Kolumne Ökosex: Tortilla teuer - Klima kaputt
Warum Biotreibstoffe jetzt erst recht Spaß machen und meine Initiative "pro Salatöl Autofahren" wie geschmiert läuft.
Martin Unfried (41) arbeitet als Experte für europäische Umweltpolitik in Maastricht. Er liebt die solare Effizienzrevolution, kauft sich hemmungslos Klimaschutzprodukte und will damit bis 2012 raus sein aus der fossilen Welt. Er singt auch bei Ökosex, der ersten Kolumnenband der Welt.
Biotreibstoffe haben ein Imageproblem. Irgendwie knüppelt plötzlich jeder auf sie ein: In einer Reihe mit Atomwaffen, Heizpilzen und Taliban, scheinen Biotreibstoffe seit kurzem zu den eher unappetitlichen Übeln der Menschheit zu gehören. Heute weiß ein jeder: Sie sind verantwortlich für so manche Regenwaldschneise in Brasilien wegen Zuckerrohr, hohe Tortillapreise in Mexiko wegen des amerikanischen Ethanol-Imperialismus, und überhaupt ist ihre CO2-Bilanz katastrophal schlecht.
Sie sind die wahren Klimakiller. Möchte eine Redaktion einen unglaublichen Subventionstatbestand, eine weitere Lebenslüge der Gesellschaft, eine absurde Idiotie aufdecken, dann greift sie in diesen Tagen gerne mal zu: Biotreibstoffen. Und zur EU: Die hat sogar ein fragwürdiges zehnprozentiges Ziel verkündet beim Sprit, das in Deutschland mit erhöhten Beimischungen bald angegangen wird. Das finden viele blöd: insbesondere der ADAC, die Umweltverbände und die gesamte Mineralölindustrie.

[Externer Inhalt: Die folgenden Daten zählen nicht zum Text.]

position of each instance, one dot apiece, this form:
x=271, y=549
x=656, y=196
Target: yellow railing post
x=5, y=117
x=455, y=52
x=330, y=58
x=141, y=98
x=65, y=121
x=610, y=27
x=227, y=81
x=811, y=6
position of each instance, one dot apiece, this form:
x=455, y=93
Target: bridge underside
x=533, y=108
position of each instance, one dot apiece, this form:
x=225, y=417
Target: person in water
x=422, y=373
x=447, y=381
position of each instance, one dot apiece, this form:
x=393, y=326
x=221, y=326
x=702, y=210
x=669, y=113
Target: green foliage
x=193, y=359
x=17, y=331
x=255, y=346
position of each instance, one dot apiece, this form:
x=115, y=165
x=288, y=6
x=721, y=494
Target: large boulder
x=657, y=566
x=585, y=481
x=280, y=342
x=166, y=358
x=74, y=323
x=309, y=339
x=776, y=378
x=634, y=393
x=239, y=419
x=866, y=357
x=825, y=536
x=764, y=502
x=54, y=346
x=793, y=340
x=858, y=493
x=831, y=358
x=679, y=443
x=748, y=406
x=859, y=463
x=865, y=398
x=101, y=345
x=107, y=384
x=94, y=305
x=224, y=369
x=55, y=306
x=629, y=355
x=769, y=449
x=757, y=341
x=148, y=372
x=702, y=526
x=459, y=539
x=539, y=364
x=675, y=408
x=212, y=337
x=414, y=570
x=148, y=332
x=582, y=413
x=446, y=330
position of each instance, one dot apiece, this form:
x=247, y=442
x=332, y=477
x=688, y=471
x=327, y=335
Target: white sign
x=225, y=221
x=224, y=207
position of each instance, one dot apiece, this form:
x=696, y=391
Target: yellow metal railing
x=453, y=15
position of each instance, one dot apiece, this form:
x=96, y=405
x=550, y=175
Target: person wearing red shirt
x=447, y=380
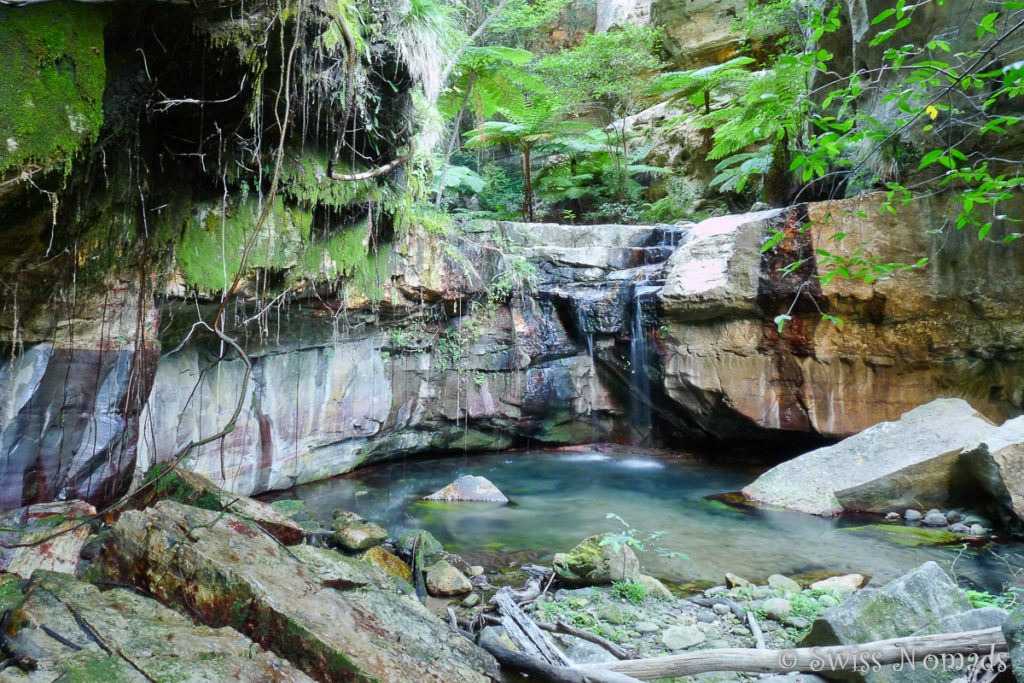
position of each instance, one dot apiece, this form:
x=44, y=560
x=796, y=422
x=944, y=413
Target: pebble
x=732, y=581
x=682, y=637
x=780, y=583
x=777, y=608
x=934, y=518
x=798, y=623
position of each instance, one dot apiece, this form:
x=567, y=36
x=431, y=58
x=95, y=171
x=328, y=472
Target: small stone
x=655, y=589
x=732, y=581
x=391, y=565
x=780, y=583
x=611, y=614
x=934, y=518
x=682, y=637
x=359, y=538
x=777, y=608
x=443, y=581
x=798, y=623
x=842, y=585
x=469, y=488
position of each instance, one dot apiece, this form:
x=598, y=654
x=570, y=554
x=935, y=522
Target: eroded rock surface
x=226, y=572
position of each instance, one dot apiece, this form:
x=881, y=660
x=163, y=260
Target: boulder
x=905, y=340
x=592, y=563
x=882, y=466
x=224, y=571
x=469, y=487
x=119, y=635
x=443, y=581
x=924, y=601
x=57, y=525
x=387, y=563
x=359, y=537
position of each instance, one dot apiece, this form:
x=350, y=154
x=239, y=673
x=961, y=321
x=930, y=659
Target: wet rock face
x=119, y=635
x=224, y=571
x=950, y=329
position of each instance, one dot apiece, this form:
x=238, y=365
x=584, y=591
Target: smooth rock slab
x=33, y=523
x=469, y=488
x=444, y=581
x=143, y=640
x=226, y=572
x=915, y=455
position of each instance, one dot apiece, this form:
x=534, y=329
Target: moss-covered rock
x=51, y=84
x=225, y=572
x=592, y=563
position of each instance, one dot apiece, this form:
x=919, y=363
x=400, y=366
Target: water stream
x=560, y=498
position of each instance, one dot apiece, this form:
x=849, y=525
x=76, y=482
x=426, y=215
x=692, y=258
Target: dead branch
x=813, y=659
x=366, y=175
x=569, y=630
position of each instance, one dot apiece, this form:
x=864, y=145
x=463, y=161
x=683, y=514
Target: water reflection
x=559, y=498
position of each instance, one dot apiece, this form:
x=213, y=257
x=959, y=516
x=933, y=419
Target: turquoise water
x=560, y=498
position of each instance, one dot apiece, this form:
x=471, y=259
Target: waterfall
x=639, y=409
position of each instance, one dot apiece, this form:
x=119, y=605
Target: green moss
x=51, y=84
x=912, y=537
x=210, y=251
x=174, y=487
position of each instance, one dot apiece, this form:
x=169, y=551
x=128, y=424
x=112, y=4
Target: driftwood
x=562, y=627
x=816, y=659
x=524, y=634
x=759, y=637
x=532, y=667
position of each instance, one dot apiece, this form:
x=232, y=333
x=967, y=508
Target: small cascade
x=639, y=370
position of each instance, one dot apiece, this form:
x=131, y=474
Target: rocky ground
x=193, y=583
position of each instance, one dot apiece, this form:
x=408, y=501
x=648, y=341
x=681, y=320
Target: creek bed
x=561, y=497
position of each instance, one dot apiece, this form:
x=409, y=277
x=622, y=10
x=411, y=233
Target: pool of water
x=558, y=498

Diese ungewöhnliche Dreierbande zeigt bereits, dass es sich um einen komplexen Sachverhalt handelt, bei dem leider ab und zu die Zwischentöne verloren gehen. Zwischentöne machen aber auch beim Biotreibstoff die Musik. Natürlich finde ich die kritische Presse in Sachen Biotreibstoffe prima. Das schärft das kritische Denken ungemein. Insbesondere bei mir. Ich liebe nämlich Biotreibstoffe. Ich bin ein Fan von Biotreibstoffen und werbe für sie, was derzeit natürlich sehr schmerzhaft sein kann. Doch eigene Positionen in Frage zu stellen, ist die Pflicht des solaren Effizienzrevolutionärs. Bleiben denn die Biotreibstoffe ein wichtiger Baustein der solaren Effizienzrevolution?
Nach kritischer Analyse meint Ökosex: ja, gut, kommt drauf an. Meine eigenen Biotreibstoffe ganz bestimmt, auf die lass ich nix kommen. Die machen mir nach wie vor eine große Freude. Ich betanke ja seit Jahren das Ökosexmobil mit reinem Pflanzenöl. Das ist leckeres Salatöl im TDI. Warum halte ich das trotz Mediengewitter nach wie vor für sinnvoll? Wegen der Kapitalakkumulation, der monopolisierten Produktionsketten, der Ablehnung der Geschäftsinteressen von fragwürdigen multinationalen Konzernen. Einfacher gesagt: weil ich nicht zu Shell und BP möchte, sondern zu meinem ganz persönlichen Landwirt nach Neunheim.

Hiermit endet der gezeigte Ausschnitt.